The human in the machine
So, how do you teach a robot? The process begins with a human operator stepping into a virtual reality rig. Wearing a VR headset, the operator is fully immersed in the robot’s workspace, seeing what it sees through its head-mounted stereo cameras. With trackers on their hands and feet, they can control Atlas in a fluid, intuitive way, with their movements mapped directly to the machine.
This teleoperation system is what allows for the collection of high-quality data. Whether crouching low to pick something up or taking careful steps to reposition itself, the robot’s actions are guided by a human, generating the raw data needed for learning.
This data then feeds Atlas’ robot “brain”: a 450 million parameter Diffusion Transformer architecture. The model takes in everything the robot senses – images, its own body position (proprioception), and a high-level language prompt telling it what to do – and in return, it generates the actions needed to control Atlas’s entire 50-degree-of-freedom body.
All of this happens in a continuous, iterative loop: collect data, train the model, and evaluate the performance to decide what data to collect next.
Learning complex and unpredictable tasks
By training policies on a huge variety of tasks, the researchers have found the robot gets better at generalising and recovering from errors. The system can learn to perform jobs that would be exceptionally difficult to code by hand due to their complex and unpredictable nature.
Using a single language-conditioned AI model, Atlas has learned to tie a rope, spread a tablecloth, and even manipulate a 22lb car tyre.
The team found that for LBMs, the process is the same whether the robot is stacking rigid blocks or folding a t-shirt: if a human can demonstrate it, a robot like Atlas can learn it.

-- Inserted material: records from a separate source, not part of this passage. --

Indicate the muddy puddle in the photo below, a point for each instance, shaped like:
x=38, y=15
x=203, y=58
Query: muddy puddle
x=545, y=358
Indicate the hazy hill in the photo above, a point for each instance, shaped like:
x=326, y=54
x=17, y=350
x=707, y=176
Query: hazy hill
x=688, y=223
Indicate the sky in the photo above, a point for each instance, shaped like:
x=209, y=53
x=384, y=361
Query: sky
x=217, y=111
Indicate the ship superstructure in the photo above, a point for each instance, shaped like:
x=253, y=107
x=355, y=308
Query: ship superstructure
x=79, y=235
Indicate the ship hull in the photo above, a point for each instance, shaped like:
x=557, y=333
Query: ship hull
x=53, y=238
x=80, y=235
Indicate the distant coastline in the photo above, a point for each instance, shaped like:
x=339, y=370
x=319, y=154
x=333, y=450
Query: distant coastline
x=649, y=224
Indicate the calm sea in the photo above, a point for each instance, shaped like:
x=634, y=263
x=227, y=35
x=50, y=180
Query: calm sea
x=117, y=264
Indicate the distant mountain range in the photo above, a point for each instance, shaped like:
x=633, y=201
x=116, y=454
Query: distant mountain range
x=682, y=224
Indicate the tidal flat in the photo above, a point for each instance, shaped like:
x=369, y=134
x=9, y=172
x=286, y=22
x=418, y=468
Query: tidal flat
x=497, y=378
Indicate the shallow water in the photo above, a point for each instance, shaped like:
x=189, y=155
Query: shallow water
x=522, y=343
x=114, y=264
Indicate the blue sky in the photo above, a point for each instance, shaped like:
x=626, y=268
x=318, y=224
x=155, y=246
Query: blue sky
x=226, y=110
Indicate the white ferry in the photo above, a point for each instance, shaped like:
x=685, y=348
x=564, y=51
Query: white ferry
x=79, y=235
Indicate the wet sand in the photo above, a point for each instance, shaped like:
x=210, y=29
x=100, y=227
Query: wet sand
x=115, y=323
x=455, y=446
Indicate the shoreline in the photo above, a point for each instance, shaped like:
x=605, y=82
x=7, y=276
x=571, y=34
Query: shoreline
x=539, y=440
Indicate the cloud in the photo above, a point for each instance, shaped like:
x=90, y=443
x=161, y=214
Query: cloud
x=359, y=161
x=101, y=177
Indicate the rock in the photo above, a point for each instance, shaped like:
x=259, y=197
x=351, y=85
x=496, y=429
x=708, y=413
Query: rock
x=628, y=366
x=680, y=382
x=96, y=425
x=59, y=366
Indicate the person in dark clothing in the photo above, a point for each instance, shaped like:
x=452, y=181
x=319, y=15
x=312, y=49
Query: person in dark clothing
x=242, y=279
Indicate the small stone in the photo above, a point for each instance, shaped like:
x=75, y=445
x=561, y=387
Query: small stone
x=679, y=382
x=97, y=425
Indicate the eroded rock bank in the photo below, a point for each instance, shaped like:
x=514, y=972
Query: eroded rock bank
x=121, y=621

As a bonus, they also discovered they could speed up the robot’s actions at runtime, often having it perform tasks 1.5 to 2 times faster than the human demonstration without any drop in performance.
The next steps involve scaling up this “data flywheel” to increase the diversity and difficulty of tasks, while also exploring new AI algorithms and ways to incorporate other data sources. It’s a step on the long road toward a future where humanoid robots like Atlas can work with us, and for us, in the real world.